"Il Magnum Nisi Bonum," Addison Barr

 
 
 

 

“On the other hand—while I certainly cannot ignore hopelessness as a concrete entity, nor turn a blind eye to the historical, economic, and social reasons that explain that hopelessness—I do not understand human existence, and the struggle needed to improve it, apart from hope and dream. Hope is an ontological need. Hopelessness is but hope that has lost its bearings, and become a distortion of that ontological need.”
          –Paulo Freire, Pedagogy of Hope (1992)

 

“The function of art is to do more than tell it like it is — it’s to imagine what is possible.”
          –bell hooks, Outlaw Culture: Resisting Representations (2012)

 

“My personal growth as an artist has shifted the way I view everything around me. I see beauty and color in every living and non-living thing around me. I wanted people to see me in my art, my happiness, my sadness, my love as well as my shortcomings. Each time my thoughts are captured on canvas, they become my voice to the world around me that I am here.”
          –Fredrick Brown, Artist Statement (2025)

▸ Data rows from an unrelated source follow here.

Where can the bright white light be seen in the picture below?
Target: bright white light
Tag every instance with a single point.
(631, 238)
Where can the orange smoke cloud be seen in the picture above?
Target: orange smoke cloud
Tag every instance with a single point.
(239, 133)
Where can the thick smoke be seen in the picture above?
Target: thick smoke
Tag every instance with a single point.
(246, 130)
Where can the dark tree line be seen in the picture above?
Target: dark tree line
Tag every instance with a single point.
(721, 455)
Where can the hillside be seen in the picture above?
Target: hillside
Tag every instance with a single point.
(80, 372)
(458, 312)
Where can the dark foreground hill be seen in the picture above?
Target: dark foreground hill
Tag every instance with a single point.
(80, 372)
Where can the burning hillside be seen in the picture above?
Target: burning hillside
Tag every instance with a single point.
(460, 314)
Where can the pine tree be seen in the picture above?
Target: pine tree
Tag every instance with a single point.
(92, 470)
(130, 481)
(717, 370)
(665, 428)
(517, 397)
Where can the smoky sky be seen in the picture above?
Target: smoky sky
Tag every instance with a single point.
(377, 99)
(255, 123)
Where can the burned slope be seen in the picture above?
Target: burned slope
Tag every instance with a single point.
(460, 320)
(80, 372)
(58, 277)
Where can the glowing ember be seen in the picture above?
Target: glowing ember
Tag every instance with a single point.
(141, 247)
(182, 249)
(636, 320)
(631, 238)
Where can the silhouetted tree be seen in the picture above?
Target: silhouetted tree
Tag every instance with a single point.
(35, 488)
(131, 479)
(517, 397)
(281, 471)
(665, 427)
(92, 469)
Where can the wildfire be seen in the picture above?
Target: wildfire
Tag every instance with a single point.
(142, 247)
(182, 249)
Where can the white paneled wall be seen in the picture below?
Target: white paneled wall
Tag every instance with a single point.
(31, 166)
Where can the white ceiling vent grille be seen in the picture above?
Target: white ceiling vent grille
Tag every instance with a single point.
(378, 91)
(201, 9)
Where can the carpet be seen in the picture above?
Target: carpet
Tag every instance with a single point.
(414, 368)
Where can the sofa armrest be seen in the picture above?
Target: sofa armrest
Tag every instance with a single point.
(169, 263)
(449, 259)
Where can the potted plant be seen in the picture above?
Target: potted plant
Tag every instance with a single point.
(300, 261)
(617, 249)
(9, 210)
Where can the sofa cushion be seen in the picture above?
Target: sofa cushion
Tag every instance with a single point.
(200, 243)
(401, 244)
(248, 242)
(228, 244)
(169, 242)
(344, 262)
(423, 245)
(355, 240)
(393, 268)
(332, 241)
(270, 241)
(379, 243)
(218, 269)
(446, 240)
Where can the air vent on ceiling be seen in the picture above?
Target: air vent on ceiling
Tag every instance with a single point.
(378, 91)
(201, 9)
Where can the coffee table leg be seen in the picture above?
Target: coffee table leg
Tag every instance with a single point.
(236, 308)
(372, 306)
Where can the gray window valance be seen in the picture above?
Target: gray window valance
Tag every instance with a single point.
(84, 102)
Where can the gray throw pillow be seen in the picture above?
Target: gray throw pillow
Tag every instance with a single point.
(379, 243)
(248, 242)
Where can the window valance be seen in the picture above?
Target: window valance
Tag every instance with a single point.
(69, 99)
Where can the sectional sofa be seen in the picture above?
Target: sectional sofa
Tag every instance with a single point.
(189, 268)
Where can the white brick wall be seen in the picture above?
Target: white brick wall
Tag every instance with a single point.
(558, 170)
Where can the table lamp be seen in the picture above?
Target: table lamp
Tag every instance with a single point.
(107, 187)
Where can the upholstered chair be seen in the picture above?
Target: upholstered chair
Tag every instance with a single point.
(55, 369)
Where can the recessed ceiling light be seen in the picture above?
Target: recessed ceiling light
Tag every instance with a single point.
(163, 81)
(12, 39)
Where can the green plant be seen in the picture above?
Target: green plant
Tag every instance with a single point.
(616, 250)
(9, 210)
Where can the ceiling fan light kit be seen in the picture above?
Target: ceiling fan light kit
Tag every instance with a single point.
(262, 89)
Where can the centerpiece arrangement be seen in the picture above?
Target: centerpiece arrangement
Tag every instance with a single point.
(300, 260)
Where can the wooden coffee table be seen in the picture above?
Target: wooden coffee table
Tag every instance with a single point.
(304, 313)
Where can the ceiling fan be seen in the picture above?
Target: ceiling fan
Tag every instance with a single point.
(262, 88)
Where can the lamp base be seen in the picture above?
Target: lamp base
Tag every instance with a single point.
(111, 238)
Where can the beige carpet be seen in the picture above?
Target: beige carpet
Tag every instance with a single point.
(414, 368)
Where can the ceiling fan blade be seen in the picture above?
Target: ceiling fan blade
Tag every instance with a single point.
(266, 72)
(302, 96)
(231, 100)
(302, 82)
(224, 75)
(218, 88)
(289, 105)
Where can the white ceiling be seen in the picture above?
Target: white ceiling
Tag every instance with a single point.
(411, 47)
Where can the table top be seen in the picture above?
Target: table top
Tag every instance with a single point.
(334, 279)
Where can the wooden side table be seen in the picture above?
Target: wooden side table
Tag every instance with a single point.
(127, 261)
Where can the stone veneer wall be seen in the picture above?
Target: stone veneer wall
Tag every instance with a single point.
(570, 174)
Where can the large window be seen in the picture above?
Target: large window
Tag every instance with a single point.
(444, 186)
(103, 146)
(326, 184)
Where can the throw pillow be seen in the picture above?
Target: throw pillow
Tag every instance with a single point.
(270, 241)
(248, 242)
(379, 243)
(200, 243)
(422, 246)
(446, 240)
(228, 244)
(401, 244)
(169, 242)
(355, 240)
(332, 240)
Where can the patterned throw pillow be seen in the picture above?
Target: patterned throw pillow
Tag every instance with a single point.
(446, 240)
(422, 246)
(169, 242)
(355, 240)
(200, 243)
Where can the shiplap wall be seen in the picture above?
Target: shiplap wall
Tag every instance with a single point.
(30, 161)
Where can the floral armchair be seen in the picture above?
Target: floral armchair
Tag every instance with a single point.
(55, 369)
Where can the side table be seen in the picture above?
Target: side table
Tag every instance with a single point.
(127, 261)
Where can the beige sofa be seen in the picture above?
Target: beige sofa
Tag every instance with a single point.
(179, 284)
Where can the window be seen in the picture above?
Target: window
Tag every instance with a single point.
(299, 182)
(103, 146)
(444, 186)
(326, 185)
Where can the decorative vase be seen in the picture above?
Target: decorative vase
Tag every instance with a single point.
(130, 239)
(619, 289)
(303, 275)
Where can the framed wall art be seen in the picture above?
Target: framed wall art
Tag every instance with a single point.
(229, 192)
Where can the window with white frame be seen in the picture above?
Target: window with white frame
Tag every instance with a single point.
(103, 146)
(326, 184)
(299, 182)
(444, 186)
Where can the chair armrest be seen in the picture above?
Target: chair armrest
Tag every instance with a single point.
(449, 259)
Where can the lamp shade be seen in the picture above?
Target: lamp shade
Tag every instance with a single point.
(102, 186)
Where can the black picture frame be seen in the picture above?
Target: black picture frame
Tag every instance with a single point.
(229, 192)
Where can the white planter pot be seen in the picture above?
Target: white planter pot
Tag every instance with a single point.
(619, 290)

Welcome to the 30th Annual Exhibition of Artists in Michigan Prisons! This exhibition is the culmination of a year of collaboration among Prison Creative Arts Project staff and faculty, students, Michigan Department of Corrections and federal Bureau of Prisons staff, formerly incarcerated artists, and artists who are still incarcerated. We proudly present 872 original artworks created in prison by 613 artists. This year also marks three decades of PCAP’s Annual Exhibition. The exhibition has grown substantially since its founding and has helped to foster a robust culture of art inside Michigan prisons. 

Thank you to all those who contributed to this exhibition. We are especially grateful to the incarcerated artists who entrusted us with their art and allowed us to bring it into the free world. They model for us the radical practices of hope and visioning–imagining new possibilities, transformation, and resistance, even amidst the conditions of confinement.